Aberdeen’s Churches and Statues

The City of Aberdeen has received widespread acclaim for the rich history and splendour of its churches, which are another good reason why Aberdeen has come to be regarded as Europe’s City of Granite.

Aberdeen has dozens of different churches representing a host of different denominations. In terms of members, the largest one is the Church of Scotland, with its Preysbytery of Aberdeen accounting for 41 parish churches.
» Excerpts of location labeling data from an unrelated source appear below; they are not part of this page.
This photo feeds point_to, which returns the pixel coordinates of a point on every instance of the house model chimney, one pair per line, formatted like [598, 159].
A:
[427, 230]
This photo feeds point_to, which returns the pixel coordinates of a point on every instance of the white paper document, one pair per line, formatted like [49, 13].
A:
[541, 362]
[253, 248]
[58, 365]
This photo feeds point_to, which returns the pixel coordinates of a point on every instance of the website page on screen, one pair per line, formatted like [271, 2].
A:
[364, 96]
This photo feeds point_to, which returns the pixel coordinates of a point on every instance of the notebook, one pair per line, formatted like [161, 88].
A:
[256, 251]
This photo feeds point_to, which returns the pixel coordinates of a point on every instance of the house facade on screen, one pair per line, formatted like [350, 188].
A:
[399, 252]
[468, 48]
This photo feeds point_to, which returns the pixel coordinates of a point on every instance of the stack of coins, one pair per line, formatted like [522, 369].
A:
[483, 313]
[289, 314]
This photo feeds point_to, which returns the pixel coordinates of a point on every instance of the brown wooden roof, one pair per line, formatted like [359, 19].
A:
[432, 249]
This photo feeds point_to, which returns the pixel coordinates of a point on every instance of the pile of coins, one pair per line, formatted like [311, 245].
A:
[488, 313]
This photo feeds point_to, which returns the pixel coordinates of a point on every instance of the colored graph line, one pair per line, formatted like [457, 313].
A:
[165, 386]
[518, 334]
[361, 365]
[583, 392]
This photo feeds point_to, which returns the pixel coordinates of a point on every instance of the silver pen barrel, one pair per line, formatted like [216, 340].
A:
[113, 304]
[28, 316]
This is in stark contrast to the Middle Ages when Aberdeen had only one burgh kirk (a kirk is a Scottish church), the Kirk of St. Nicholas, which today is still one of the largest parish churches in Scotland. After the Reformation, the Kirk of St. Nicholas was subdivided into two, the East and the West churches. Today, its congregation is an ecumenical partnership composed of members of both the Church of Scotland and the United Reformed Church. The Kirk of St. Nicholas now boasts of a large kirkyard along Union Street that features a 45-meter long Ionic façade erected in 1830. The church has a 67-meter long building with a central tower and spire.
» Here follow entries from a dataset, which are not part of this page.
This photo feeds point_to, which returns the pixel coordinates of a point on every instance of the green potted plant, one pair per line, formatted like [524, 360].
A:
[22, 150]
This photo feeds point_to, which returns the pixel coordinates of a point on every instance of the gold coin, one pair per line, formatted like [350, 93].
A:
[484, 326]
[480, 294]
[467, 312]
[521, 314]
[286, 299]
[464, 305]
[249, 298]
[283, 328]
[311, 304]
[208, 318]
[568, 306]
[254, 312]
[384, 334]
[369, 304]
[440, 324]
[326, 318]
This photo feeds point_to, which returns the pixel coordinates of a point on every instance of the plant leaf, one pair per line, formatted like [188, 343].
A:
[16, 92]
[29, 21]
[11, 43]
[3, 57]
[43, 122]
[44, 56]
Another prominent church is the Diocese of Aberdeen which was first founded by Mael Coluim II (1005-34) to commemorate his triumph over the Danes. It was later transferred to Old Aberdeen in 1137. The Diocese of Aberdeen covers approximately a third of the land-mass of Scotland. In fact, the Roman Catholic Diocese of Aberdeen lists more than 70 parishes and mass centres throughout Aberdeenshire, Moray, the Highlands and Orkney and Shetland. The Cathedral of St Mary of the Assumption, which is mother church of the Diocese, is likewise located in the City of Aberdeen.

In 1157, construction on St. Machars Cathedral began near the Don River but its completion was slow in coming. It was finally finished around 1518 and, despite substantial damage during the Reformation, is still utilized by the Church of Scotland today. It features two western spires and a southern transept. As part of its vision, St. Machars pledges to minister to all visitors, including the many tourists, who come to the Cathedral. "We seek to support the most vulnerable people in our immediate community and others seeking sanctuary and help, and participate in the wider work of the church in aiding the poor and the suffering at home and overseas," said its website.

By the time the Middle Ages rolled around, both the Carmelites (Whitefriars) and the Franciscans (Greyfriars) had made their presence felt in Aberdeen. The Franciscans in particular were a strong influence and lasted until the early 20th Century through the chapel of Marischal College.

In 1817, St. Andrew’s Cathedral was established as the Scottish Episcopal Cathedral and served as the first commission of Archibald Simpson. The influence of the Episcopal Church in Aberdeen would extend all the way to the United States of America as it gained prominence for having consecrated Samuel Seabury, the USA’s first bishop of the Episcopal Church. One hundred fifty years later, St. Andrew’s Cathedral would be renovated to celebrate 150 years since Seabury’s consecration. The US ambassador to the UK, Joseph P. Kennedy Sr., attended the dedication ceremony.

The city centre of Aberdeen hosts two other churches that are still active today: the Bon Accord Free Church on Rosemount viaduct and Gilcomston South Church on the Union Street-Summer Street corner. The other churches in the area had previously been converted into bars and restaurants.

Aside from its churches, Aberdeen also has a number of impressive statues that serve as memorials to its glorious past. Among them is a huge bronze statue of William Wallace adjacent to Union Terrace Gardens. Wallace (c.1270–August 22, 1305) is the knight and Scottish patriot who led the resistance against the English occupation of Scotland during the war for Scottish Independence. He was the inspiration for the 15th century novel "The Acts and Deeds of Sir William Wallace, Knight of Elderslie" upon which the 1995 movie "Braveheart" starring Mel Gibson was based.

Near the Wallace statue is a bronze statue of a seated Prince Albert of Saxe-Coburg and Gotha (26 August 1819 - 14 December 1861), who was the husband and consort of Queen Victoria of the United Kingdom of Great Britain and Ireland. Among all the husbands of British queens in history, Prince Albert is the only one to have formally held the title of Prince Consort. After Queen Victoria passed away in 1901, the House of Hanover was succeeded by the House of Saxe-Coburg and Gotha on the British throne.

Another prominent statue is that of Major-General Charles George Gordon fronting Robert Gordon’s College. General Gordon (28 January 1833 – 26 January 1885), a British army officer and administrator, is best known for his exploits in China and northern Africa.

There is also a statue of the British poet Lord Byron in front of the Aberdeen Grammar School. Regarded as a leading figure during the Romanticism period, Lord Byron is considered as one of the greatest European poets in history and remains widely read to this day.